This week marks the ten year anniversary of the death of Luis Ferré, a Puerto Rican leader whose life and work made him, in the words of the New York Times, “a dominant force in the politics, economy and culture of Puerto Rico.”
Ferré was an engineer by training, having graduated from MIT, and he also studied at the New England Conservatory of Music. This dual interest in the fine arts and in industry continued throughout his life as he built up his family’s business, Puerto Rico Iron Works, and established the Ponce Museum of Art.
Ferré served as Governor of Puerto Rico, and in both the Senate and House in Puerto Rico. He was also influential in the U.S. Republican Party, representing the GOP in Puerto Rico and supporting GOP leaders in the fifty states. He was a member of the assembly that drafted Puerto Rico’s constitution in 1952, one of the founders of the New Progressive Party, the publisher of El Nuevo Dia, and a recipient of the Presidential Medal of Honor.
In Ferré’s own words, he described himself as ”revolutionary in my ideas, liberal in my objectives and conservative in my methods.”
Ferré was a proponent of statehood for Puerto Rico.

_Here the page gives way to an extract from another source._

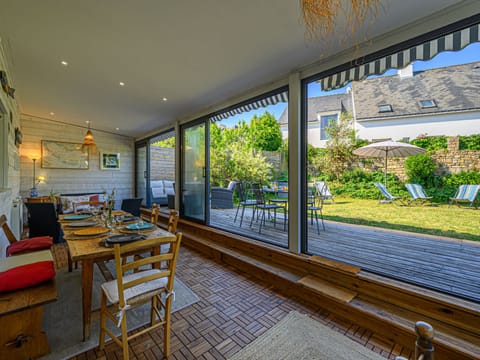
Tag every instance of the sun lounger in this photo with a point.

He rejected the current colonial status, as he described it, and stood against independence because the people of Puerto Rico are tied to the United States by family relationships as well as by history. “One would be hard-pressed,” he observed in testimony before a Senate committee in the 1980s, “to find a Puerto Rican without a sister in New York or a son in Chicago, a cousin in Orlando or a daughter in Honolulu or Oklahoma City.” Statehood was his lifelong dream, because he believed it would provide the best future for the people of Puerto Rico.
In nearly a full century of accomplishments and in his legacy of hope for Puerto Rico, Ferré continues to be a role model and an inspiration for Puerto Ricans and all Americans.